When UK Prime Minister Theresa May called a surprise election last month there was widespread speculation that the Conservative manifesto would drop the commitment to spend 0.7 per cent of national income on overseas aid enshrined in law in 2015.
The commitment has been strongly opposed by many within her party, as well as large sections of the media with the Daily Mail leading the charge. Furthermore, it has been closely associated with former UK PM David Cameron, who upon leaving office cited the commitment as one of his key achievements during his time in office.
Until April 21st when May brought speculation on the matter to an end by announcing the pledge would be maintained, the new PM’s position on the matter was not well understood.
This is not the end of the matter, however. While the symbolic value of maintaining the commitment at the time of Brexit was ultimately too much to resist for a UK PM who is arguably more in need of international friends and allies than bolstering her support domestically given her lead in the polls, many unanswered questions remain over who will have control over how much of the £13.3 billion budget and what will they be able to spend it on.
The pressures on the aid budget are vast and varied. While ODA spending is primarily concerned with poverty eradication, there has been a growing trend towards financing security-related costs, as well as spending money at home to meet the cost of the refuge crisis. In 2016 OECD figures revealed that the amount spent domestically was up to 9 per cent, increasing from $6.6 billion in 2014 to around $12 billion. Already May’s government has made it clear that more of the budget will be spent by department’s other than DfID under her watch.
Supporting developing countries to participate in trade and promote inclusive growth is now part of the established narrative around development priorities, reflected to some extent in the make up of the Sustainable Development Goals. It is recognised by policy makers and development experts alike that in order for aid to deliver the sort of transitional and long-term benefits that have so often been lacking more aid must be channelled into trade facilitation projects or one sort or another.

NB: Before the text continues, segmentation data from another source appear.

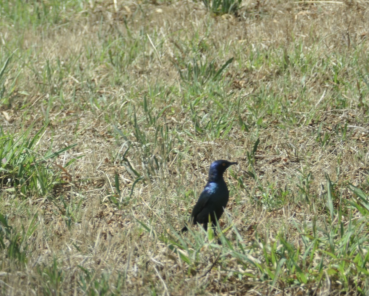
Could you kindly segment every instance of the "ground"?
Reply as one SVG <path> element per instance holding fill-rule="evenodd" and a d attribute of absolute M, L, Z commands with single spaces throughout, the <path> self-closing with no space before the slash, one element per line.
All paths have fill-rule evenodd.
<path fill-rule="evenodd" d="M 219 3 L 0 1 L 3 295 L 369 293 L 369 2 Z"/>

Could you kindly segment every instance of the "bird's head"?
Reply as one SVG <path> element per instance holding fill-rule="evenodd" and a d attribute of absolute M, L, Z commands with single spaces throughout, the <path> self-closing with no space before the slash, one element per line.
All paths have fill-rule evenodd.
<path fill-rule="evenodd" d="M 210 165 L 209 170 L 209 181 L 221 178 L 225 170 L 232 164 L 237 164 L 237 162 L 231 162 L 224 159 L 215 160 Z"/>

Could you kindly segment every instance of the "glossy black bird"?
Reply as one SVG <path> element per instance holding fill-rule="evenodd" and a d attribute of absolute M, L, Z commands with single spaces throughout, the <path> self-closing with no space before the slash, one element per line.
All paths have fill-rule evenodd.
<path fill-rule="evenodd" d="M 213 227 L 215 226 L 217 220 L 224 211 L 229 198 L 229 193 L 223 178 L 223 173 L 230 166 L 237 164 L 237 162 L 230 162 L 223 159 L 215 160 L 211 164 L 207 183 L 192 210 L 189 222 L 190 225 L 202 224 L 207 230 L 210 215 Z M 187 226 L 185 226 L 181 231 L 187 230 Z"/>

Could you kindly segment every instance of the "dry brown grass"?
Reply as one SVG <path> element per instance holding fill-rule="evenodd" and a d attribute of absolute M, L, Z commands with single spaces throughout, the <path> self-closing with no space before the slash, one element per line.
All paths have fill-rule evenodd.
<path fill-rule="evenodd" d="M 361 284 L 349 275 L 346 286 L 335 275 L 314 277 L 315 263 L 306 270 L 310 276 L 306 284 L 295 283 L 291 275 L 272 286 L 270 279 L 241 262 L 228 246 L 199 245 L 205 236 L 199 228 L 185 237 L 184 242 L 175 229 L 187 218 L 215 159 L 239 164 L 226 176 L 232 194 L 226 213 L 231 220 L 225 215 L 221 226 L 233 224 L 250 258 L 260 262 L 262 242 L 281 245 L 282 233 L 302 249 L 296 223 L 310 229 L 316 221 L 317 227 L 324 228 L 324 221 L 330 221 L 326 175 L 339 195 L 335 201 L 337 208 L 342 206 L 340 197 L 352 198 L 349 183 L 367 189 L 368 91 L 358 69 L 367 62 L 368 2 L 245 1 L 238 17 L 214 16 L 202 3 L 190 1 L 117 1 L 116 7 L 113 1 L 90 2 L 80 11 L 67 10 L 56 24 L 37 30 L 4 26 L 2 30 L 3 46 L 19 48 L 18 64 L 12 67 L 23 68 L 11 104 L 0 107 L 5 112 L 0 117 L 3 129 L 14 133 L 35 122 L 35 130 L 48 120 L 40 149 L 47 149 L 52 138 L 53 150 L 77 143 L 55 161 L 62 166 L 83 156 L 68 167 L 68 174 L 62 172 L 68 182 L 52 198 L 25 198 L 2 191 L 0 210 L 8 215 L 10 224 L 21 232 L 22 225 L 27 229 L 35 223 L 34 215 L 38 223 L 24 243 L 29 252 L 24 265 L 5 252 L 1 255 L 3 294 L 360 295 L 355 285 Z M 310 72 L 296 65 L 300 47 L 305 57 L 310 57 Z M 110 49 L 113 56 L 121 55 L 124 67 L 110 62 Z M 211 91 L 189 96 L 179 69 L 185 73 L 196 54 L 214 59 L 218 68 L 234 57 L 223 73 L 228 82 L 224 93 L 214 95 L 224 108 Z M 252 54 L 260 56 L 254 65 Z M 324 68 L 322 61 L 328 59 L 331 65 L 346 63 L 339 83 L 332 81 L 332 68 Z M 363 68 L 355 68 L 352 59 Z M 51 80 L 43 79 L 48 77 L 43 74 L 46 61 Z M 354 86 L 345 88 L 348 85 Z M 345 103 L 340 103 L 339 94 Z M 149 112 L 143 107 L 145 96 Z M 275 97 L 275 101 L 271 98 Z M 189 106 L 197 97 L 201 102 L 192 112 Z M 157 116 L 154 123 L 148 122 L 149 112 Z M 222 112 L 233 125 L 224 136 L 224 130 L 215 137 L 196 130 L 195 115 L 205 126 L 207 115 L 217 118 Z M 239 117 L 248 130 L 238 125 Z M 339 127 L 345 125 L 344 137 Z M 138 129 L 151 143 L 149 153 L 135 136 Z M 321 139 L 327 135 L 328 142 L 320 142 L 318 130 Z M 247 154 L 258 138 L 252 164 Z M 253 168 L 255 178 L 249 173 Z M 138 180 L 132 168 L 143 178 Z M 121 197 L 119 207 L 112 196 Z M 274 199 L 268 205 L 263 196 Z M 355 219 L 362 217 L 357 211 L 351 215 Z M 345 213 L 343 225 L 351 215 Z M 367 235 L 367 227 L 362 231 Z M 237 249 L 234 230 L 225 235 Z M 193 251 L 188 255 L 193 256 L 191 264 L 171 250 L 173 242 L 187 244 Z M 187 251 L 182 251 L 187 256 Z M 318 262 L 318 255 L 314 261 Z"/>

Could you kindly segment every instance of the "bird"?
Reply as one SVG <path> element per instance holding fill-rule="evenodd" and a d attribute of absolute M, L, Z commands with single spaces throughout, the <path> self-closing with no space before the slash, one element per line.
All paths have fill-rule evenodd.
<path fill-rule="evenodd" d="M 229 192 L 223 178 L 223 174 L 230 166 L 237 164 L 237 162 L 224 159 L 215 160 L 211 163 L 207 183 L 193 207 L 189 225 L 202 224 L 206 231 L 210 215 L 212 227 L 215 229 L 217 221 L 224 211 L 229 198 Z M 187 225 L 185 225 L 181 232 L 188 230 Z"/>

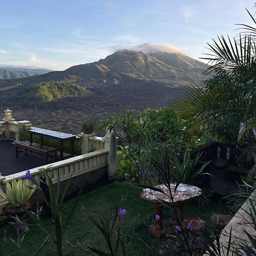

However, the competition for funding is fierce and while these programmes do attempt to quantify the value they deliver, the reality is that the total sum of the benefit is often only fully appreciated over a period longer than that of an election cycle and the nature of the immediate benefits are harder to sell. For a politician to explain why we are supporting road or port building projects in other countries when our roads at home appear to be full of potholes is a lot harder than explaining why we are vaccinating young children from malaria or treating them for Ebola, for example. Yet without proper investment in the former the developing country in question is unlikely to be able to fund its own health programme in the near future, or to deal with crises as they arise. This is a message that must not get lost as the next government looks to establish its priorities when it comes to aid spending. Otherwise even the commitment to spend 0.7 per cent will ultimately fall far short of what is needed.